= Alexius Sylvius Polonus =

Polish astronomer (1593 - c. 1653)

Alexius Sylvius Polonus (1593 - c. 1653) was a Polish Jesuit astronomer and maker of astronomical instruments. He adopted the added name of Polonus, meaning "Pole" in Latin.

Sylvius studied at the Jesuit College in Kalisz. The Belgian Jesuit Charles Malapert organized there the observations of sunspots, in which Sylvius took part. They used early telescopes obtained from Christoph Scheiner in Ingolstadt.

In 1617 Sylvius accompanied Malapert on his return to the Southern Netherlands, where they both spent twelve years at the University of Douai. They performed observations of sunspots with better astronomical instruments. These Sylvius invented and constructed himself.
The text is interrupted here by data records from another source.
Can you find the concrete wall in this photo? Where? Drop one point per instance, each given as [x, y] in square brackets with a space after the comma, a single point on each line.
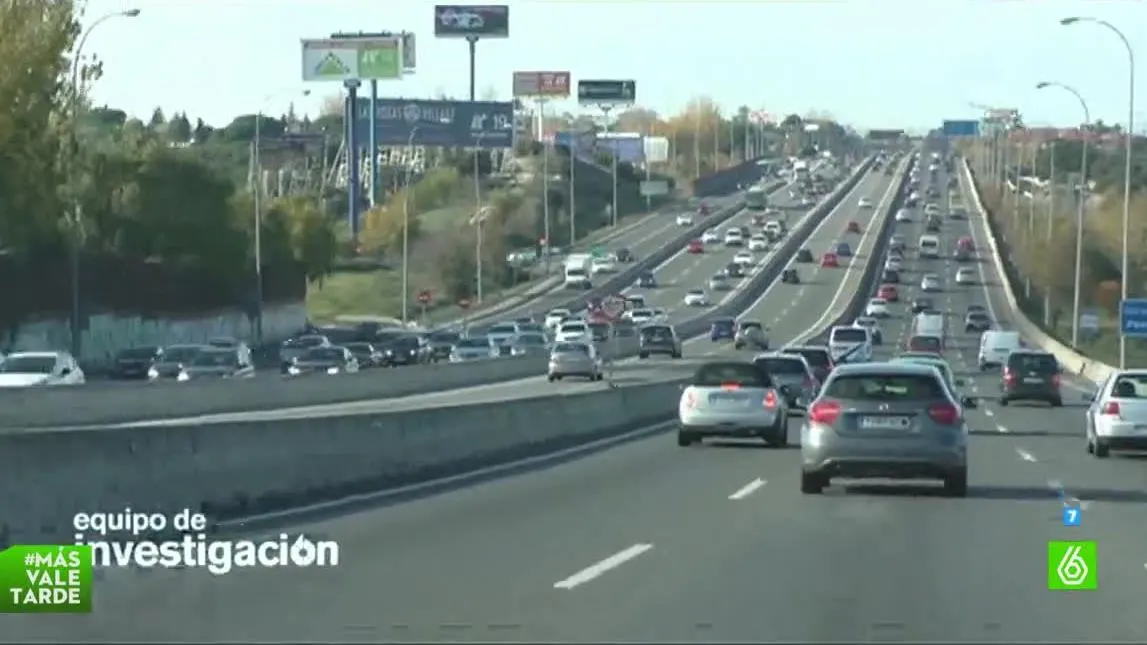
[109, 333]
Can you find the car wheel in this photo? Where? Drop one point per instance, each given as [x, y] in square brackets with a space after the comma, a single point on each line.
[812, 483]
[957, 484]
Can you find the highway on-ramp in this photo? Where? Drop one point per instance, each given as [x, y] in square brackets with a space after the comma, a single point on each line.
[653, 542]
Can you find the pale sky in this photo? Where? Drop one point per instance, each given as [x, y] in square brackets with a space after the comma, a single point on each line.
[869, 63]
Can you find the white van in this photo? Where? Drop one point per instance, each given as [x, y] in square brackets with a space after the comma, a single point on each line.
[929, 247]
[842, 340]
[996, 346]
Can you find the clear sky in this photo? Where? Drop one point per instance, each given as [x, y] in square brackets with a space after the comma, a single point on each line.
[869, 63]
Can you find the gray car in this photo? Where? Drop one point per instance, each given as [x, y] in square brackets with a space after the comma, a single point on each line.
[883, 420]
[575, 359]
[793, 372]
[732, 399]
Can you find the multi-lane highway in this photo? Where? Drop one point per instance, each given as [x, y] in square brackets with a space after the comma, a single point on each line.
[652, 542]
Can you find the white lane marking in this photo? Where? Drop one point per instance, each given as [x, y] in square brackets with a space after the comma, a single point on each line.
[748, 489]
[599, 568]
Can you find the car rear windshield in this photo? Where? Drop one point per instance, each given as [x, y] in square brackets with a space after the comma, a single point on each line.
[743, 374]
[778, 365]
[886, 387]
[1023, 362]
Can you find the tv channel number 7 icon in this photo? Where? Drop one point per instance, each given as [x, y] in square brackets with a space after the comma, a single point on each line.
[1073, 566]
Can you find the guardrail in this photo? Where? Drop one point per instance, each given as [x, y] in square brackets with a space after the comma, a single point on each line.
[228, 469]
[1070, 359]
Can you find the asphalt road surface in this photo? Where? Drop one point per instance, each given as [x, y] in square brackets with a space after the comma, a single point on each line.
[657, 543]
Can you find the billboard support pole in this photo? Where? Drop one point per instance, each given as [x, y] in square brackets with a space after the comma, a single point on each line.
[374, 144]
[473, 41]
[352, 177]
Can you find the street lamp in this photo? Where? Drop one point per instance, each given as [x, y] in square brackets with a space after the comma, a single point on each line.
[1126, 165]
[406, 226]
[257, 207]
[77, 341]
[1081, 207]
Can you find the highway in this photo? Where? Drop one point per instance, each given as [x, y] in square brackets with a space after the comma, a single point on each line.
[652, 542]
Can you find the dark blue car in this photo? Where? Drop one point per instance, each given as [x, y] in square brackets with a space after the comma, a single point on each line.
[723, 328]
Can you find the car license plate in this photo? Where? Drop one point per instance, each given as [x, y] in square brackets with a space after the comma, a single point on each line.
[886, 422]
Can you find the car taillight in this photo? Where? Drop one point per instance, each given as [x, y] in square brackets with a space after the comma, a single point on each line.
[770, 399]
[825, 412]
[944, 413]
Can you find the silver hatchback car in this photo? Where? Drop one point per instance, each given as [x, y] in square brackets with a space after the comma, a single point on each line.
[882, 420]
[732, 399]
[575, 359]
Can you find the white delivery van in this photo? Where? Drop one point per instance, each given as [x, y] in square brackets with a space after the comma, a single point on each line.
[929, 247]
[856, 342]
[996, 346]
[577, 271]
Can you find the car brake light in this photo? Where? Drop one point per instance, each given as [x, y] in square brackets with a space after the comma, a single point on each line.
[944, 413]
[770, 399]
[825, 412]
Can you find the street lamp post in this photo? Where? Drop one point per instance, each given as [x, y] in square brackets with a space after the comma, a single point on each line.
[406, 227]
[1082, 204]
[77, 340]
[257, 207]
[1126, 165]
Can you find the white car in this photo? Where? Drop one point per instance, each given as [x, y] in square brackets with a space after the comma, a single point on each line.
[554, 318]
[30, 368]
[574, 331]
[930, 282]
[605, 264]
[696, 297]
[876, 308]
[873, 325]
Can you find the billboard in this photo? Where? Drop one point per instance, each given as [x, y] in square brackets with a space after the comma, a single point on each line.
[541, 84]
[626, 146]
[471, 21]
[608, 92]
[886, 134]
[961, 129]
[416, 122]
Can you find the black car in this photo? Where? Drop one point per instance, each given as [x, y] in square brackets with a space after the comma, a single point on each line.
[1031, 375]
[134, 363]
[367, 355]
[410, 349]
[977, 321]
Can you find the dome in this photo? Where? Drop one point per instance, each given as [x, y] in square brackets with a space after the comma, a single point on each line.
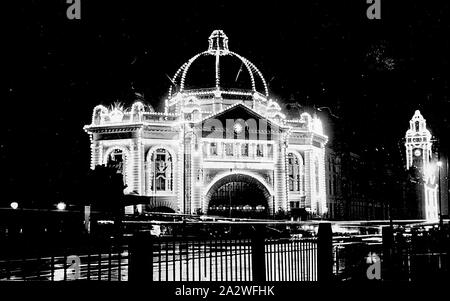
[220, 69]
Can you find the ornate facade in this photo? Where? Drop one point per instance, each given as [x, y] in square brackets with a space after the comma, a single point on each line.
[419, 154]
[222, 144]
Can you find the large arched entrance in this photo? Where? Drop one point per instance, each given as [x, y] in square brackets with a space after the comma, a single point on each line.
[238, 195]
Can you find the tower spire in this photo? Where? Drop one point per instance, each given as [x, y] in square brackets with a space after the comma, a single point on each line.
[218, 42]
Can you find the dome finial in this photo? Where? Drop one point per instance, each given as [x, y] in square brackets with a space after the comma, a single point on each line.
[218, 41]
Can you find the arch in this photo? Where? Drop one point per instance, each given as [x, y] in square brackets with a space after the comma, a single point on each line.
[162, 204]
[169, 184]
[125, 150]
[155, 147]
[301, 171]
[126, 153]
[225, 177]
[98, 114]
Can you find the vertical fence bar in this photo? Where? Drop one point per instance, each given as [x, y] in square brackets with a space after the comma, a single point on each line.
[258, 260]
[174, 259]
[215, 259]
[109, 264]
[325, 253]
[65, 267]
[141, 258]
[99, 265]
[119, 262]
[166, 259]
[205, 261]
[88, 264]
[52, 267]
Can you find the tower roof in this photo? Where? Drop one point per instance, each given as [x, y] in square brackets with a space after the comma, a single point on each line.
[220, 69]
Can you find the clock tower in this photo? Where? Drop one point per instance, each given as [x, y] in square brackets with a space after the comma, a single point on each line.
[418, 143]
[419, 154]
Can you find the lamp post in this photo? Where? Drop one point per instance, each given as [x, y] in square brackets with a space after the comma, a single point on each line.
[439, 164]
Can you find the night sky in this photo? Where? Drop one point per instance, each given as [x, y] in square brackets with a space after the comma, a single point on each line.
[373, 74]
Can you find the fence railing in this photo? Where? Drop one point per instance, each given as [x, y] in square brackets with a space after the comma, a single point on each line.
[90, 262]
[248, 254]
[253, 258]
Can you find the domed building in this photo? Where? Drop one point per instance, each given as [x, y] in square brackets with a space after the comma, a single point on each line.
[222, 146]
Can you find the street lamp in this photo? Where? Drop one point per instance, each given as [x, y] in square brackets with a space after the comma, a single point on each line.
[439, 165]
[61, 206]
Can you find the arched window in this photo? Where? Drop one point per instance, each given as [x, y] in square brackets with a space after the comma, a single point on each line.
[316, 173]
[117, 159]
[161, 171]
[295, 173]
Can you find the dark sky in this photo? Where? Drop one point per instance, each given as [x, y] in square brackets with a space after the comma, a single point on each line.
[373, 74]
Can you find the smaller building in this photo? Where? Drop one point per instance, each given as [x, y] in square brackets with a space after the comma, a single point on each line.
[419, 155]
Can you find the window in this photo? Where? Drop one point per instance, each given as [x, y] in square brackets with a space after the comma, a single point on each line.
[116, 159]
[270, 150]
[213, 149]
[294, 173]
[229, 149]
[316, 172]
[259, 150]
[244, 149]
[161, 171]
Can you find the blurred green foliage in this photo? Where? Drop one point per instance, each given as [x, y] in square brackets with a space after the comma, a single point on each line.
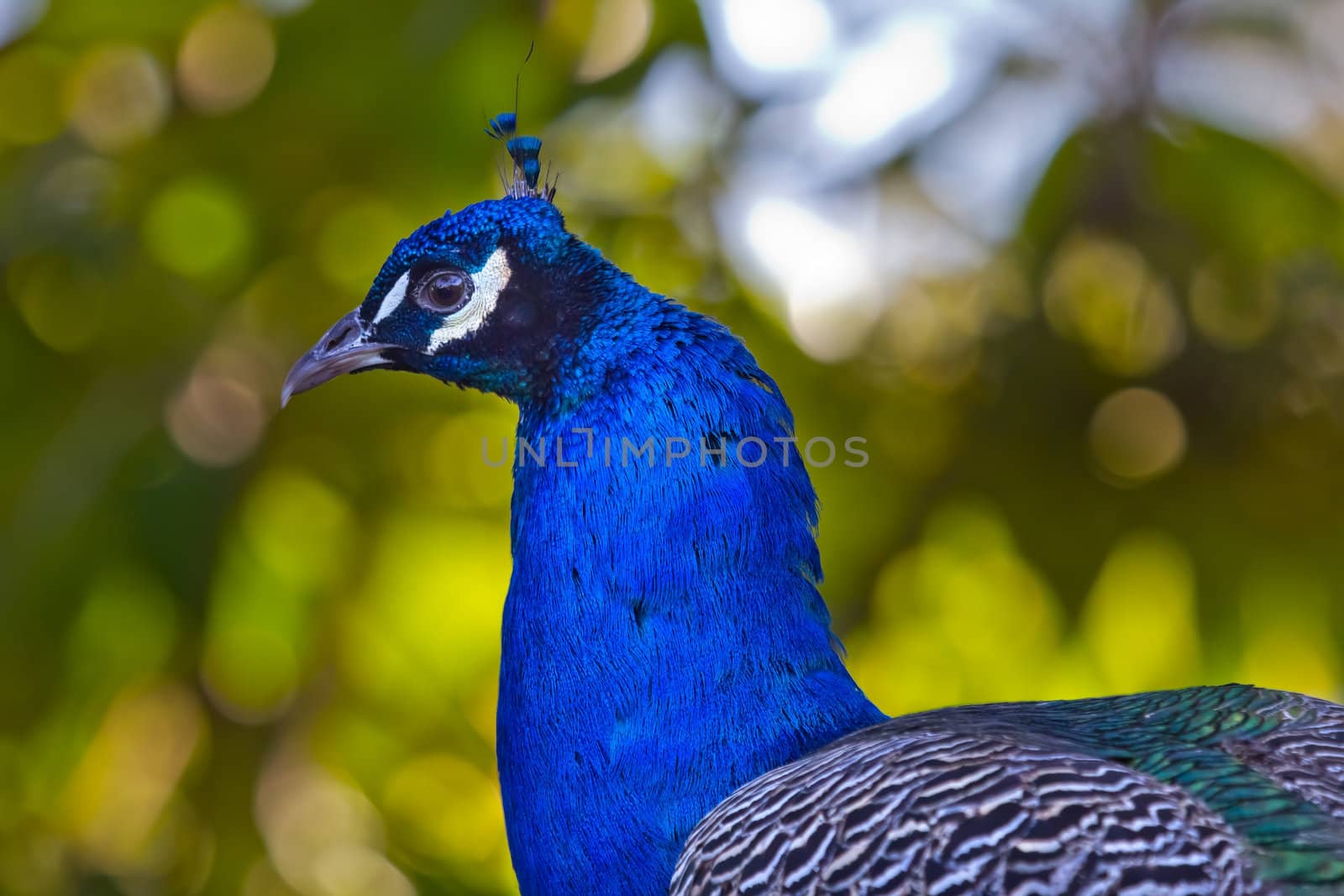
[246, 652]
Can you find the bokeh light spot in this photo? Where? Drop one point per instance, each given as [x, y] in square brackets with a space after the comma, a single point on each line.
[118, 96]
[62, 300]
[217, 418]
[198, 228]
[1101, 293]
[1137, 434]
[416, 797]
[620, 31]
[31, 82]
[249, 671]
[226, 60]
[779, 35]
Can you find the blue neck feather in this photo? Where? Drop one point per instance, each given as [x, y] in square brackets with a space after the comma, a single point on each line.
[664, 640]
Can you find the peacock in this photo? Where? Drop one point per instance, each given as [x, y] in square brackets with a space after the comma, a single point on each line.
[674, 710]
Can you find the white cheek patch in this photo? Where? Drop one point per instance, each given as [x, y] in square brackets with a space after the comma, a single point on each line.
[488, 284]
[394, 297]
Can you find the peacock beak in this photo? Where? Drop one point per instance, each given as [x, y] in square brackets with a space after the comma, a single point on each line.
[343, 349]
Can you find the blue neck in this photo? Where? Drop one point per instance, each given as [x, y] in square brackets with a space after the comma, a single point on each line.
[664, 640]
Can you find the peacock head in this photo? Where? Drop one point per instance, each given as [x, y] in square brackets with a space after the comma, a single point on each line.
[490, 297]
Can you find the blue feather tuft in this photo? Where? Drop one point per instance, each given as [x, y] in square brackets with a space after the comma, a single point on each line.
[526, 152]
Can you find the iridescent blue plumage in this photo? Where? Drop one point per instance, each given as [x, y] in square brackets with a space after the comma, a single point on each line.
[665, 647]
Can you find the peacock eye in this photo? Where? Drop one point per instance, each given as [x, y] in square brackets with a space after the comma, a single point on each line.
[443, 291]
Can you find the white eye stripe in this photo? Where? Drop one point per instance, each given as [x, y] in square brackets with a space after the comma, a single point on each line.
[488, 284]
[394, 297]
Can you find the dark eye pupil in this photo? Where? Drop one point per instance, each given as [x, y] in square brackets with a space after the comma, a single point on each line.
[443, 291]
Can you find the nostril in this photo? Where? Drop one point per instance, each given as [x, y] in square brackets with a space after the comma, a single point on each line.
[340, 336]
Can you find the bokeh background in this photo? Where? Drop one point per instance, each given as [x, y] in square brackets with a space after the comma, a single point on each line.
[1074, 269]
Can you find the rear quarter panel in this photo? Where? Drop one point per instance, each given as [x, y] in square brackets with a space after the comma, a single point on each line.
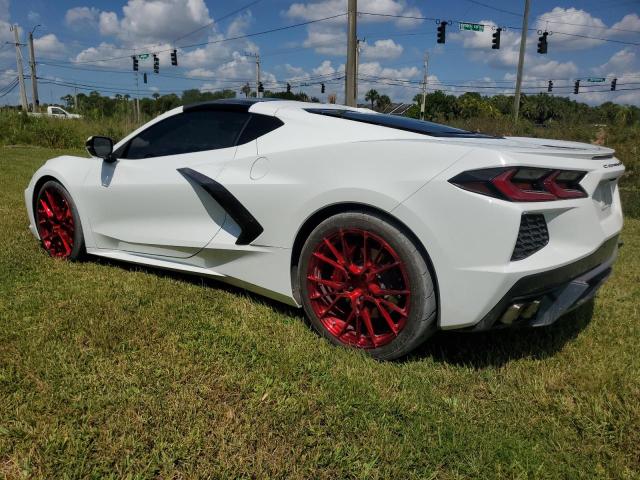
[302, 181]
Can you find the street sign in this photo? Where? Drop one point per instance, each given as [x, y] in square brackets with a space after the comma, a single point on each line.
[474, 27]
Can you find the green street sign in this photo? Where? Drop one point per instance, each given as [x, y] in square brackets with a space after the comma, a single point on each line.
[473, 27]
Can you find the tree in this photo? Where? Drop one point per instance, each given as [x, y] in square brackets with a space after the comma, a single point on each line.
[371, 96]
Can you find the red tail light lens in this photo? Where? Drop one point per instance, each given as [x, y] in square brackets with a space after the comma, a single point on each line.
[523, 184]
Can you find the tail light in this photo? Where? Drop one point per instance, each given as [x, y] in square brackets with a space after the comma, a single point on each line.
[523, 184]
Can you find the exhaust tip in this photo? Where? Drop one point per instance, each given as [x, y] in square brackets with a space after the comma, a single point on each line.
[530, 310]
[511, 314]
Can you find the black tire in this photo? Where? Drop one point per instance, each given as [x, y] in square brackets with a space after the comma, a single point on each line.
[420, 322]
[77, 250]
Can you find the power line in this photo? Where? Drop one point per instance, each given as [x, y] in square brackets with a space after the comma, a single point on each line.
[495, 8]
[414, 17]
[222, 40]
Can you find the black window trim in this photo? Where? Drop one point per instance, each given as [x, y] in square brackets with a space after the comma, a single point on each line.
[220, 107]
[340, 113]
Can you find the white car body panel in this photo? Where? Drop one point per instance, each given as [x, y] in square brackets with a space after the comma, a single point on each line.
[144, 211]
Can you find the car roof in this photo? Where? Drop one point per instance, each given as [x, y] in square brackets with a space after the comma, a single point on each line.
[246, 104]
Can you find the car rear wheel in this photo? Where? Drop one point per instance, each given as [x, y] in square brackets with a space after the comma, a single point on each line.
[58, 222]
[364, 284]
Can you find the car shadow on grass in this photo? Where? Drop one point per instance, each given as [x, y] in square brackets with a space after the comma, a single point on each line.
[495, 348]
[478, 350]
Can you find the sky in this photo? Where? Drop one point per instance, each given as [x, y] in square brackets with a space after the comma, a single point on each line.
[87, 45]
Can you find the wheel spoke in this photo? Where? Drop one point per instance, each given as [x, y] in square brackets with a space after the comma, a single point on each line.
[394, 307]
[328, 283]
[326, 259]
[335, 251]
[53, 204]
[346, 324]
[366, 318]
[385, 292]
[365, 256]
[46, 208]
[384, 268]
[348, 296]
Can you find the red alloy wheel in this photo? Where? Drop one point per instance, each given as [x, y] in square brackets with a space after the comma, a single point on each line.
[358, 287]
[54, 218]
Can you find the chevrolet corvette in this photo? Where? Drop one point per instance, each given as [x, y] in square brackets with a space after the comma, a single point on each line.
[382, 228]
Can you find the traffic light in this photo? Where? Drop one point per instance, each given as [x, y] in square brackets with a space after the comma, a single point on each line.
[495, 43]
[442, 31]
[542, 43]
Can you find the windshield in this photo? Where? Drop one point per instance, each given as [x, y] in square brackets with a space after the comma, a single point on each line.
[399, 123]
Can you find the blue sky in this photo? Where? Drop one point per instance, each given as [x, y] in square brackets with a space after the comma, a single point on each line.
[88, 43]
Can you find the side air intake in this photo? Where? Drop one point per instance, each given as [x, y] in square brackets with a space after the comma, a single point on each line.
[532, 236]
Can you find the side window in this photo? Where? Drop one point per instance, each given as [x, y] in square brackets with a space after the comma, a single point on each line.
[258, 125]
[187, 132]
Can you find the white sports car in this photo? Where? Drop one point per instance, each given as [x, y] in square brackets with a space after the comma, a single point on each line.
[382, 228]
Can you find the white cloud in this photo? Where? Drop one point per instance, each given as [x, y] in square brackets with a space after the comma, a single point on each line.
[574, 22]
[108, 23]
[105, 51]
[158, 21]
[325, 8]
[382, 49]
[630, 21]
[49, 45]
[326, 41]
[82, 17]
[33, 17]
[622, 61]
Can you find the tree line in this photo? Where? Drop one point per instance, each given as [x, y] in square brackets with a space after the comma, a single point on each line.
[539, 109]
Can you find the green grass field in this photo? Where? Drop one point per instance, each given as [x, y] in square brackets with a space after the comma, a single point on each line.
[112, 371]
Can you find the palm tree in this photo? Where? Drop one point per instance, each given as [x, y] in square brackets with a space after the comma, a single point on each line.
[371, 96]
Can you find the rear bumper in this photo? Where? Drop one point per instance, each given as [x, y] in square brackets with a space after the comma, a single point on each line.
[541, 299]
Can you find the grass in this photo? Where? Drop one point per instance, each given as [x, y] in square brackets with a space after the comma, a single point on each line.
[118, 372]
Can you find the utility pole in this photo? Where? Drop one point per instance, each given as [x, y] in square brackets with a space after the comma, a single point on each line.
[257, 57]
[352, 45]
[523, 44]
[424, 85]
[34, 78]
[257, 75]
[23, 92]
[358, 49]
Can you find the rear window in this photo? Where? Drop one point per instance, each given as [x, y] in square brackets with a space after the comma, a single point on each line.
[399, 123]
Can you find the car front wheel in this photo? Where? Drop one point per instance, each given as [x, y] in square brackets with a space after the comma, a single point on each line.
[58, 222]
[365, 284]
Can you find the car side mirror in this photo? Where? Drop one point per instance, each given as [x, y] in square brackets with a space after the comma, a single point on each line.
[101, 147]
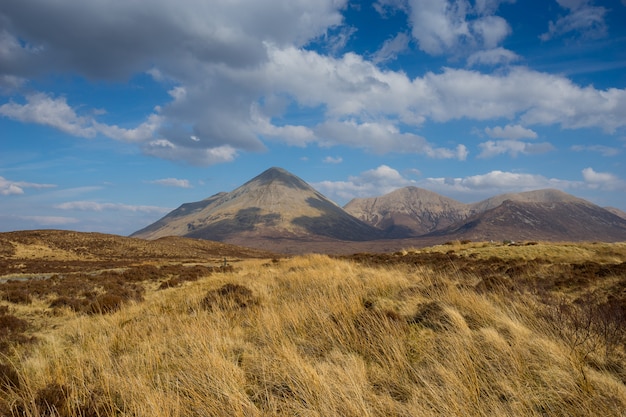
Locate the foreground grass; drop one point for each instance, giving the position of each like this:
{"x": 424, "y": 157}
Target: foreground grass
{"x": 315, "y": 336}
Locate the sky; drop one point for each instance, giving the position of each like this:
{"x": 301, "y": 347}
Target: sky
{"x": 115, "y": 112}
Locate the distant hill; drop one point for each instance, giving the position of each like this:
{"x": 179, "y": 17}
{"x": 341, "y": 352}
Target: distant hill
{"x": 274, "y": 205}
{"x": 280, "y": 212}
{"x": 408, "y": 211}
{"x": 528, "y": 220}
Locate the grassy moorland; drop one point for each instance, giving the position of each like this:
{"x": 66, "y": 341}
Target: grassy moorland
{"x": 456, "y": 330}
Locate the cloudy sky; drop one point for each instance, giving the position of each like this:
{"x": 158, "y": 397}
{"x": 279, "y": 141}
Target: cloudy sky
{"x": 113, "y": 112}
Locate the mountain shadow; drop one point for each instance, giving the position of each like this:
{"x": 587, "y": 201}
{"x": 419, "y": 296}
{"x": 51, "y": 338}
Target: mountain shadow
{"x": 245, "y": 220}
{"x": 334, "y": 223}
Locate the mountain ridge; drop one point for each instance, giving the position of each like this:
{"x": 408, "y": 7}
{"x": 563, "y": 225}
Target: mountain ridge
{"x": 280, "y": 210}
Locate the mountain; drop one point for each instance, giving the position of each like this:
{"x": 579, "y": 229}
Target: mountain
{"x": 548, "y": 195}
{"x": 617, "y": 212}
{"x": 412, "y": 211}
{"x": 408, "y": 211}
{"x": 544, "y": 220}
{"x": 274, "y": 205}
{"x": 279, "y": 212}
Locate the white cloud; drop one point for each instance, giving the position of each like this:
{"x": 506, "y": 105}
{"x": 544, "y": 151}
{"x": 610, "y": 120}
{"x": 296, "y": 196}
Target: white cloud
{"x": 8, "y": 187}
{"x": 54, "y": 112}
{"x": 391, "y": 48}
{"x": 141, "y": 133}
{"x": 603, "y": 150}
{"x": 333, "y": 160}
{"x": 493, "y": 183}
{"x": 382, "y": 138}
{"x": 50, "y": 220}
{"x": 222, "y": 67}
{"x": 99, "y": 207}
{"x": 495, "y": 56}
{"x": 510, "y": 132}
{"x": 43, "y": 109}
{"x": 603, "y": 180}
{"x": 513, "y": 148}
{"x": 172, "y": 182}
{"x": 453, "y": 26}
{"x": 373, "y": 182}
{"x": 583, "y": 19}
{"x": 164, "y": 149}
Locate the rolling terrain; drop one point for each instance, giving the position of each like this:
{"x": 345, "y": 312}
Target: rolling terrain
{"x": 164, "y": 328}
{"x": 280, "y": 212}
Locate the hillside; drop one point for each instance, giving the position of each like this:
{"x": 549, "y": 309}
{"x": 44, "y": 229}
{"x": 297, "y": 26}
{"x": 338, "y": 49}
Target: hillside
{"x": 522, "y": 220}
{"x": 31, "y": 253}
{"x": 466, "y": 329}
{"x": 280, "y": 212}
{"x": 274, "y": 205}
{"x": 408, "y": 211}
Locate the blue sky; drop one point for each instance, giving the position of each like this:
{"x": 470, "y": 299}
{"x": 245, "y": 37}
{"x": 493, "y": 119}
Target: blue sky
{"x": 113, "y": 113}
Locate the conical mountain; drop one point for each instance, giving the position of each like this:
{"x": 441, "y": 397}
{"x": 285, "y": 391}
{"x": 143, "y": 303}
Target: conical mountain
{"x": 275, "y": 204}
{"x": 408, "y": 211}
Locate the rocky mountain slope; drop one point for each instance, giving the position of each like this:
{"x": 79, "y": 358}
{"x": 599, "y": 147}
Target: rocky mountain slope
{"x": 276, "y": 204}
{"x": 280, "y": 212}
{"x": 540, "y": 220}
{"x": 409, "y": 211}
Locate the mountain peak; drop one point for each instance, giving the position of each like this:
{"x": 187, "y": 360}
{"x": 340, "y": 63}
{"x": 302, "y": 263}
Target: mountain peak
{"x": 280, "y": 175}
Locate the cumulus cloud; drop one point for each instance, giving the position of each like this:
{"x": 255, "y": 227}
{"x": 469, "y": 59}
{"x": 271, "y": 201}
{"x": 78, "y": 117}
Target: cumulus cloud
{"x": 97, "y": 206}
{"x": 55, "y": 112}
{"x": 510, "y": 132}
{"x": 601, "y": 149}
{"x": 374, "y": 182}
{"x": 583, "y": 19}
{"x": 333, "y": 160}
{"x": 513, "y": 148}
{"x": 493, "y": 183}
{"x": 495, "y": 56}
{"x": 49, "y": 220}
{"x": 8, "y": 187}
{"x": 172, "y": 182}
{"x": 223, "y": 66}
{"x": 451, "y": 26}
{"x": 391, "y": 48}
{"x": 603, "y": 180}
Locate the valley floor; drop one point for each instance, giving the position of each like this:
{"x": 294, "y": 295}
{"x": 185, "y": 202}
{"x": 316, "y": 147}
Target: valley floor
{"x": 454, "y": 330}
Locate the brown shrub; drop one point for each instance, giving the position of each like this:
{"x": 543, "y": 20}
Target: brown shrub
{"x": 9, "y": 379}
{"x": 229, "y": 297}
{"x": 431, "y": 315}
{"x": 17, "y": 296}
{"x": 105, "y": 303}
{"x": 51, "y": 400}
{"x": 75, "y": 304}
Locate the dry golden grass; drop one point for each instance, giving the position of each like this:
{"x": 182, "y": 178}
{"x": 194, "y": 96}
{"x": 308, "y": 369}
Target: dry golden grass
{"x": 317, "y": 336}
{"x": 556, "y": 252}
In 1630, Malapert was called to Spain to occupy a newly created chair in the Jesuit Colegio Imperial de Madrid. However, he fell ill during the journey and died shortly after entering Spain. Sylvius continued on, and subsequently taught at the Colegio Imperial, building the university a planetarium in 1634.

Sylvius left Spain for the Southern Netherlands in 1638, where he stayed in the Benedictine monastery at Anchin, for which he may have constructed its planetarium.

Sylvius was in Poland by 1649. In 1651, he published a work on calendariography.